Matanya yang berwarna coklat hangat... warna yang sering membuat orang teringat pada kopi susu... menatap ayahnya dengan ekspresi kesal.
“Ayah lihat sendiri tadi siang!”
Ridwan menatap putrinya dengan sabar.
“Ia berbicara sendiri.”
Katrina melangkah mendekat.
“Bukan cuma berbicara sendiri,” lanjutnya. “Dia bahkan terlihat marah-marah kepada… udara.”

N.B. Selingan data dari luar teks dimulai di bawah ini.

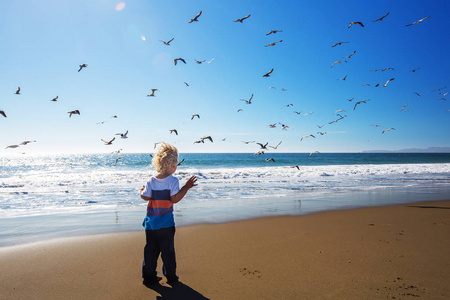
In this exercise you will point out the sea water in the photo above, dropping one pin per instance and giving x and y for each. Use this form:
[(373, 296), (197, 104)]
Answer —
[(51, 196)]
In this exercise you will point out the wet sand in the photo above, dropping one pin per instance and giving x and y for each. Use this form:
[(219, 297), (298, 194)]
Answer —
[(392, 252)]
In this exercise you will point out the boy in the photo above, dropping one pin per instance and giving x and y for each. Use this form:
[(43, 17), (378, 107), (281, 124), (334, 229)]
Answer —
[(161, 192)]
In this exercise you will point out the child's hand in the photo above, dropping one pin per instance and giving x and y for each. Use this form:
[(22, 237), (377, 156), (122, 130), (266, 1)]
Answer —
[(191, 182)]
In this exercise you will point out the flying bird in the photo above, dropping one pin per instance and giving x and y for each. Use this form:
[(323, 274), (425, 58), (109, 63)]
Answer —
[(82, 66), (350, 56), (167, 43), (337, 62), (73, 112), (177, 59), (268, 73), (123, 135), (359, 102), (389, 129), (274, 31), (354, 23), (152, 94), (242, 19), (338, 44), (419, 21), (381, 19), (206, 138), (108, 143), (263, 146), (195, 19), (249, 101), (273, 44)]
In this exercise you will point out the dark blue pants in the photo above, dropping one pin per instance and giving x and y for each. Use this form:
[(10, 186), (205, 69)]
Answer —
[(160, 241)]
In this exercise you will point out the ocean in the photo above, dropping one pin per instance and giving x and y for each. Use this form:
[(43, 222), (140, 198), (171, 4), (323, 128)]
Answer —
[(45, 197)]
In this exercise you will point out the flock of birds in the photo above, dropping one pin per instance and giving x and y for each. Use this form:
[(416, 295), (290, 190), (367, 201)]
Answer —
[(262, 146)]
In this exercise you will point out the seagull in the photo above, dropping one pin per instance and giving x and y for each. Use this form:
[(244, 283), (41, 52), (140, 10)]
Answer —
[(276, 147), (350, 55), (313, 153), (177, 59), (381, 19), (123, 135), (167, 43), (273, 44), (108, 143), (338, 44), (337, 62), (385, 85), (307, 136), (249, 101), (207, 138), (263, 146), (417, 22), (359, 102), (242, 19), (389, 129), (268, 73), (82, 66), (195, 19), (73, 112), (354, 23), (274, 31), (152, 94)]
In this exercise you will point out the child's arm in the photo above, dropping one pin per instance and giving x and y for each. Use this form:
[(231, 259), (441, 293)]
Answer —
[(189, 184), (144, 197)]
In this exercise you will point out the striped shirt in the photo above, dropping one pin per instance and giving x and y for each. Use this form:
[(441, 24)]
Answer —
[(160, 208)]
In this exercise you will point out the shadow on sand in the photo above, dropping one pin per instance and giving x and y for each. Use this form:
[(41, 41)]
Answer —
[(425, 206), (177, 291)]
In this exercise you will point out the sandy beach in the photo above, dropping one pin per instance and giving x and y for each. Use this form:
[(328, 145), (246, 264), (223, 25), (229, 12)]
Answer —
[(393, 252)]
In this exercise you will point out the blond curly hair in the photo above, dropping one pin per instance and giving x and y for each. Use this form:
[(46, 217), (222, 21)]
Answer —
[(165, 157)]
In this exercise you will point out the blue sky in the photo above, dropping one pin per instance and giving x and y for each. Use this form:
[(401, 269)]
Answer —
[(44, 42)]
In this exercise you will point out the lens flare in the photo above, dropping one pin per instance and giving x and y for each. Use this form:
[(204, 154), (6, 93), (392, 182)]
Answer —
[(120, 6)]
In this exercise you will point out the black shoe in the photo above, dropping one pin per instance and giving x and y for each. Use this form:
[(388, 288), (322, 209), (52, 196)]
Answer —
[(151, 281)]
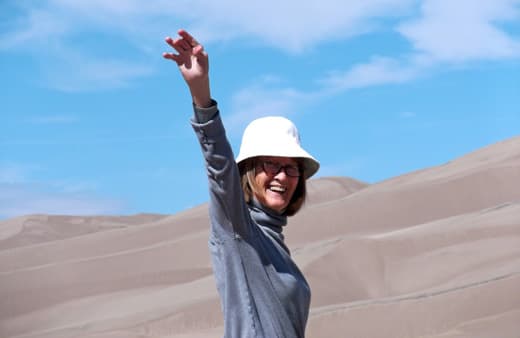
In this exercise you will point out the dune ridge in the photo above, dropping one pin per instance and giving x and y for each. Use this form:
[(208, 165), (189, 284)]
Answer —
[(433, 253)]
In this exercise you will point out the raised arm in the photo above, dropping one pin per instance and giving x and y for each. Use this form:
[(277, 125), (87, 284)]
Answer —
[(193, 64)]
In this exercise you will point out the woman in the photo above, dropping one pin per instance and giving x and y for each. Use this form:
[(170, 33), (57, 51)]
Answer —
[(262, 291)]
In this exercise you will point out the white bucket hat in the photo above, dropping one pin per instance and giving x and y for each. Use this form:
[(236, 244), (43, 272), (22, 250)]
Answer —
[(275, 136)]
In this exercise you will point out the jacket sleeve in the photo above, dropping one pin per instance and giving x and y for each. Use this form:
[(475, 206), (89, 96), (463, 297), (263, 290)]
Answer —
[(228, 211)]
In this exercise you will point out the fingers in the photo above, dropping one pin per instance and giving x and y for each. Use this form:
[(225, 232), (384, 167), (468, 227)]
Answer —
[(185, 46), (188, 38)]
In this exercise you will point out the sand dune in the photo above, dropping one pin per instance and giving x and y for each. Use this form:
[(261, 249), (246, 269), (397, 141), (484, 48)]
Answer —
[(433, 253)]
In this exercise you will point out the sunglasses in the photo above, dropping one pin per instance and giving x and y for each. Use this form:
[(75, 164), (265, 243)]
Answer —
[(273, 168)]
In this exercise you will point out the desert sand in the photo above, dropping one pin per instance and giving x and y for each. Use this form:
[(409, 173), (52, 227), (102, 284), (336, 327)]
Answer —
[(434, 253)]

Ridwan kembali menghela napas.
“Dia tidak marah kepada udara.”
Katrina mengangkat kedua tangannya.
“Oh ya? Kalau begitu dia marah kepada siapa?”
Ridwan tidak langsung menjawab.
Putrinya yang keras kepala itu menatapnya tajam, menunggu.

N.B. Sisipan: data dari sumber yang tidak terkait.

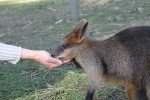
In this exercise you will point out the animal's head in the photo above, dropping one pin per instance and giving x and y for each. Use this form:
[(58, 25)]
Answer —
[(68, 47)]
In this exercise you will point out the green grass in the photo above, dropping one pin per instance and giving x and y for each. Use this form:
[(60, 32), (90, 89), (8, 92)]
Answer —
[(32, 24)]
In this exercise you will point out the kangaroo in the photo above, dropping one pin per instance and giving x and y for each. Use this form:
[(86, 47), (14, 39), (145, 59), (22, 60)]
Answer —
[(123, 58)]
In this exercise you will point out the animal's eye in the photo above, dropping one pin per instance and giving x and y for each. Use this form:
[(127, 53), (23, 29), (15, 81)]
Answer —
[(65, 46)]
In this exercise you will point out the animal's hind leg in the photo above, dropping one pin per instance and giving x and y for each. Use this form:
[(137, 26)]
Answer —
[(148, 92), (141, 94), (130, 91)]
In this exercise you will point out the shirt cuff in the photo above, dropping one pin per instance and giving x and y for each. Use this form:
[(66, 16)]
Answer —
[(10, 53)]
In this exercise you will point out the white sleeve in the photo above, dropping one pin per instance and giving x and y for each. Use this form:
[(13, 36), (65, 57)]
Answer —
[(10, 53)]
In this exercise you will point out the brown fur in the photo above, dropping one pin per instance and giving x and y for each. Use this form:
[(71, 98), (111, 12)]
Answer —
[(123, 58)]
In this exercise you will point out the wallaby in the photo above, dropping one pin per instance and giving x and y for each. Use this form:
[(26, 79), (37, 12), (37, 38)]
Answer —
[(123, 58)]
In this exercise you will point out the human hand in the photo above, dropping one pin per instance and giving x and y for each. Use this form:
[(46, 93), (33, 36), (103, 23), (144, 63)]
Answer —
[(42, 57)]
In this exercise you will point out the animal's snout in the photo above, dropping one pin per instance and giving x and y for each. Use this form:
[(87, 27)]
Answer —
[(53, 55)]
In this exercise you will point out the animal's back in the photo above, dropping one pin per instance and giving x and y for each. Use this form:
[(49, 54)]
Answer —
[(129, 52)]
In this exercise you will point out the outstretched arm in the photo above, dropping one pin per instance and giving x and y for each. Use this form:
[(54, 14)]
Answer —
[(13, 54)]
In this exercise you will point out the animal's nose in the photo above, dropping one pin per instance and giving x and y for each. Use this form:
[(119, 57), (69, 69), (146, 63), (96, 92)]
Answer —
[(53, 55)]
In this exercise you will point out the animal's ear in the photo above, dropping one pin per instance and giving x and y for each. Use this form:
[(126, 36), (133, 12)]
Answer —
[(80, 29)]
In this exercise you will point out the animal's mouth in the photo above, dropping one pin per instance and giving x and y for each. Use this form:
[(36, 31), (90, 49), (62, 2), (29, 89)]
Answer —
[(63, 59)]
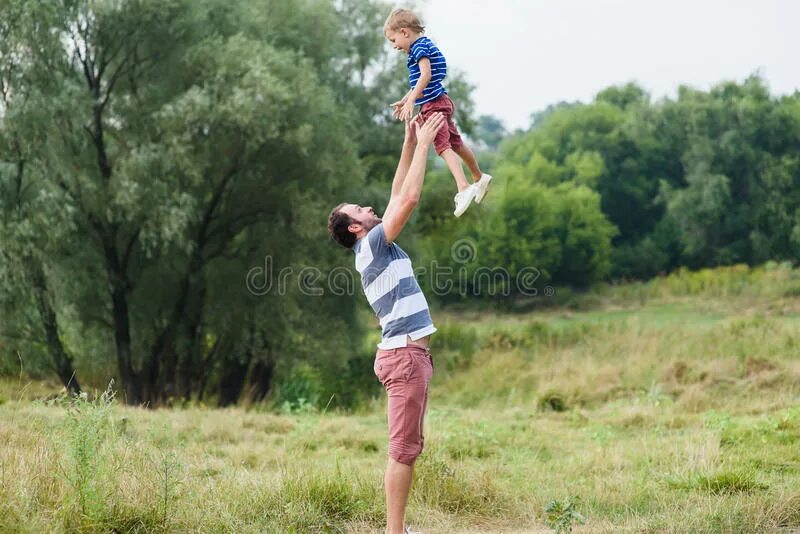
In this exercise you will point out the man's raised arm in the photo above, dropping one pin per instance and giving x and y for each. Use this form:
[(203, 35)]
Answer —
[(402, 203)]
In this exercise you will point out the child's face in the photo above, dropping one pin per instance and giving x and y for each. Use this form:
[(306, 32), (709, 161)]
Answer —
[(402, 39)]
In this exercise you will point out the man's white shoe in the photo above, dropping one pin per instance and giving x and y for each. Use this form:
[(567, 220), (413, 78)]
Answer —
[(463, 199), (483, 186)]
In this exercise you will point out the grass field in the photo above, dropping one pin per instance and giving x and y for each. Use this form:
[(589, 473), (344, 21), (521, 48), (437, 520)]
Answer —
[(672, 406)]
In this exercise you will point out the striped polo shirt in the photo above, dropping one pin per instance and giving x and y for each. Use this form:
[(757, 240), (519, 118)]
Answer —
[(424, 47), (387, 279)]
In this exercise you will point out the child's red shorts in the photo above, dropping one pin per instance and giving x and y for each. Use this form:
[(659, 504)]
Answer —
[(448, 136)]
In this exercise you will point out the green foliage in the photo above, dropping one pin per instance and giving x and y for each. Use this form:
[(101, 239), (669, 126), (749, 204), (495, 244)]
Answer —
[(561, 515), (88, 431)]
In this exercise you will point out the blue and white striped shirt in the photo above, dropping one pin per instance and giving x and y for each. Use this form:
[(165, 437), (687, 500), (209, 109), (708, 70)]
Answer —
[(387, 279), (424, 47)]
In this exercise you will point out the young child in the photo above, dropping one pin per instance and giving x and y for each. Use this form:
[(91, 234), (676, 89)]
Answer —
[(426, 71)]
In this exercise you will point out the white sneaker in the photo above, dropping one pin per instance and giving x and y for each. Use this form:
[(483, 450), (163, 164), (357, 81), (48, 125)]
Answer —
[(463, 199), (483, 186)]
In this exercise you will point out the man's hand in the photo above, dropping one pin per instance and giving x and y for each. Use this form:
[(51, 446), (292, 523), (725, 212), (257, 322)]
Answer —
[(398, 106), (411, 133), (406, 110), (427, 133)]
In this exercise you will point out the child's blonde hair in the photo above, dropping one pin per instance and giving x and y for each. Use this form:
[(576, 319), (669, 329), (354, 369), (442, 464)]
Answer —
[(403, 18)]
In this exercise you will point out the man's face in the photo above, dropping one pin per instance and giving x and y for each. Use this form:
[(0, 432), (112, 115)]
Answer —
[(364, 217)]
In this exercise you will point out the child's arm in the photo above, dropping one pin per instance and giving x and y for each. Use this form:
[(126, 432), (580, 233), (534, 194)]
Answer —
[(424, 78)]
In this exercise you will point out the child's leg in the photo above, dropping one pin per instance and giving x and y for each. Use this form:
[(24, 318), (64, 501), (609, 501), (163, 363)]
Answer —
[(454, 164), (469, 158)]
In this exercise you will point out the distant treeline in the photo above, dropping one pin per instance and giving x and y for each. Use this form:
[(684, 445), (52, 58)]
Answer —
[(626, 187), (163, 162)]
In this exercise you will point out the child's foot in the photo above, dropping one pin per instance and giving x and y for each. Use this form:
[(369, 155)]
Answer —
[(483, 186), (463, 199)]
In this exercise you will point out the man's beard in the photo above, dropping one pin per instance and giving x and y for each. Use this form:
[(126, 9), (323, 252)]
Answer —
[(371, 223)]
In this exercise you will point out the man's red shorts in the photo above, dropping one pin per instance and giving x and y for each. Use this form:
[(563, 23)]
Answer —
[(405, 373), (448, 136)]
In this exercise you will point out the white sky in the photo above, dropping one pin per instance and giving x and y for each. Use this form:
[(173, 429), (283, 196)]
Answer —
[(523, 55)]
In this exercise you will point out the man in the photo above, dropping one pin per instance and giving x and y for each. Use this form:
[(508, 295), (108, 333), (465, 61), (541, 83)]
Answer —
[(403, 362)]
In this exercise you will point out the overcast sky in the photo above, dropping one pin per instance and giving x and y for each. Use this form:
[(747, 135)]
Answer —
[(523, 55)]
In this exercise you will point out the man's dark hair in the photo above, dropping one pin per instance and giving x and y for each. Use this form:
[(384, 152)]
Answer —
[(337, 227)]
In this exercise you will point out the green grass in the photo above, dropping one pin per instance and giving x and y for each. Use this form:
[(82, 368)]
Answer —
[(676, 411)]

“Ayah serius,” kata Katrina. “Aku bahkan belum bertunangan dengannya, tapi aku sudah melihat dia berbicara sendiri seperti orang yang sedang bertengkar dengan setan.”

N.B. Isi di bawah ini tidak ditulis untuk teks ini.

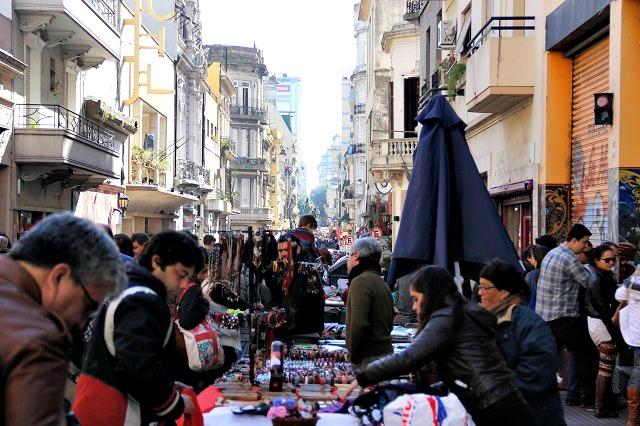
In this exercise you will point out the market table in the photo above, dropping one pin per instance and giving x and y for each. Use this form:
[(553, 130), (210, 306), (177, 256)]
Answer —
[(223, 416)]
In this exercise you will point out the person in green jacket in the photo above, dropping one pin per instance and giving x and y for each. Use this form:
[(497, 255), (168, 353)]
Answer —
[(369, 305)]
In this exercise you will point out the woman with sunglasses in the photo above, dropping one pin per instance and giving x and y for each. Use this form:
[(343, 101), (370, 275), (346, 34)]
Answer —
[(601, 306)]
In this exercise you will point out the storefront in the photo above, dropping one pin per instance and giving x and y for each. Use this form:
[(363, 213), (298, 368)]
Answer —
[(513, 202), (589, 142)]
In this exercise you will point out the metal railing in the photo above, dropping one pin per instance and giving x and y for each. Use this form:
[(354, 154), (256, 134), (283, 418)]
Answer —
[(228, 143), (187, 170), (249, 163), (249, 111), (50, 116), (495, 23), (106, 9), (394, 147), (414, 6)]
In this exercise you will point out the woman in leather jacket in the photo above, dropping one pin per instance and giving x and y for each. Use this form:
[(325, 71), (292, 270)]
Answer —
[(601, 305), (459, 337)]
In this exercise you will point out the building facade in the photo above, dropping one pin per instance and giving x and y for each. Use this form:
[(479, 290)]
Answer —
[(249, 118)]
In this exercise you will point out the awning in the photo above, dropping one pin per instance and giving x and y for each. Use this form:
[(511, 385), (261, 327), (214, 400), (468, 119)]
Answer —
[(153, 199)]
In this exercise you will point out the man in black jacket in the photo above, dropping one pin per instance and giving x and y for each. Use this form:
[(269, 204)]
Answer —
[(126, 369)]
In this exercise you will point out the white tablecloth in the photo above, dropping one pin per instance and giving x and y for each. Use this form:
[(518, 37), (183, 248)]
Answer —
[(223, 416)]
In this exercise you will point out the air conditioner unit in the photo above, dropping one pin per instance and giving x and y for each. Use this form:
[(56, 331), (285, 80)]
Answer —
[(446, 35)]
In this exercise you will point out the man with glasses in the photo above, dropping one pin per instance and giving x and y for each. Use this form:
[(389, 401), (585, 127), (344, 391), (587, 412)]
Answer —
[(559, 302), (53, 279), (126, 372)]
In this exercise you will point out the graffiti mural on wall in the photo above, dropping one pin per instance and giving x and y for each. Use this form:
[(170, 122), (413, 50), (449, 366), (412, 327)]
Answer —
[(556, 209), (629, 205), (589, 204)]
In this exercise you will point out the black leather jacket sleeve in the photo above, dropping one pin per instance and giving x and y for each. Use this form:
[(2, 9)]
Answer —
[(435, 336)]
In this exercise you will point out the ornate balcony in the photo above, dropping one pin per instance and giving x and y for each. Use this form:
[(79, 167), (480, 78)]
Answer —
[(248, 113), (249, 164), (392, 158), (52, 134), (501, 65), (228, 148)]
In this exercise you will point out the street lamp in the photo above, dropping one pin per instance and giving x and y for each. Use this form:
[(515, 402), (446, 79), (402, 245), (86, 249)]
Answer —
[(123, 203)]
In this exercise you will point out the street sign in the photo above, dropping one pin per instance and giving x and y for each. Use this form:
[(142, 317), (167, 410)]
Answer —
[(376, 233)]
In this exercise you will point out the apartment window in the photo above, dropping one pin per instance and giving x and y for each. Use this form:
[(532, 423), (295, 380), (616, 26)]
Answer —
[(411, 91), (52, 74), (391, 124)]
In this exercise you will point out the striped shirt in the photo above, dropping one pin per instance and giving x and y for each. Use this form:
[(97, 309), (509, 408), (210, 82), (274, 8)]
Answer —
[(561, 276)]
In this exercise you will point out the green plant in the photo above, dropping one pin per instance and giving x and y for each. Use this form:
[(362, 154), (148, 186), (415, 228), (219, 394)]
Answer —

Ridwan menahan diri untuk tidak tersenyum.
Cara Katrina menggambarkan situasi itu terlalu dramatis.
Namun ia juga mengerti mengapa putrinya bereaksi seperti ini.
Dari sudut pandang Katrina, kejadian siang tadi memang terlihat… aneh.
Sangat aneh.
Ridwan akhirnya duduk di kursi dekat jendela kamar Katrina.
“Duduklah,” katanya pelan.
Katrina menatapnya beberapa detik.
Lalu akhirnya duduk di tepi ranjang, masih dengan ekspresi kesal.
“Baik,” kata Ridwan.
“Ayah akan menjelaskan.”
Katrina memiringkan kepala sedikit.
“Menjelaskan apa?”
Ridwan menatap putrinya dengan serius.
“Pangeran Haris tidak berbicara dengan udara.”
Katrina mengangkat alis.
“Lalu?”
Ridwan menjawab tenang.
“Dia melihat sesuatu yang tidak bisa kita lihat.”
Katrina terdiam.
Beberapa detik berlalu.
“...Apa?”
Ridwan tetap tenang.
“Dia melihat sesuatu.”
Katrina mencoba mencerna kalimat itu.
“Tunggu,” katanya pelan. “Ayah bilang… dia melihat sesuatu yang tidak bisa kita lihat?”
Ridwan mengangguk.
Katrina menyipitkan mata.
“Ayah serius?”
Ridwan mengangguk lagi.
Putri itu menghela napas panjang.
“Baik,” katanya pelan. “Aku akan mencoba memahami ini.”
Ia berhenti sejenak.
Lalu berkata dengan nada ragu,
“Jadi… menurut Ayah…”
“…Pangeran Haris sedang berbicara dengan sesuatu yang tidak terlihat?”
Ridwan tidak langsung menjawab.
Ia mengingat kembali ekspresi wajah Haris tadi siang.
Cara pangeran itu berdiri tiba-tiba.
Cara matanya menatap sudut ruangan dengan marah.
Itu bukan akting.
Ridwan sudah melihat cukup banyak manusia dalam hidupnya untuk tahu kapan seseorang sedang berpura-pura.
Dan Haris tidak berpura-pura.
“Ayah yakin dia melihat sesuatu.”
Katrina menatap ayahnya lama.
Lalu berkata pelan,
“Kalau begitu itu lebih aneh lagi.”
Ridwan hampir tertawa.
Putrinya memang tidak pernah takut mengatakan apa yang ia pikirkan.
Katrina menyilangkan tangan lagi.
“Bayangkan saja,” katanya. “Aku mungkin harus menikah dengan pria yang dingin seperti tembok…”
Ridwan mengangkat alis.
“…yang jarang tersenyum…”
Ridwan mengangguk kecil.
“…dan sekarang juga berbicara dengan sesuatu yang tidak terlihat.”
Ridwan akhirnya tertawa kecil.
“Kau terdengar seperti sedang mengulas tokoh di buku.”
Katrina mendengus.
“Karena aku memang lebih sering bertemu tokoh buku daripada bangsawan aneh.”
Ridwan menggeleng pelan.
Beberapa detik kemudian pintu kamar diketuk.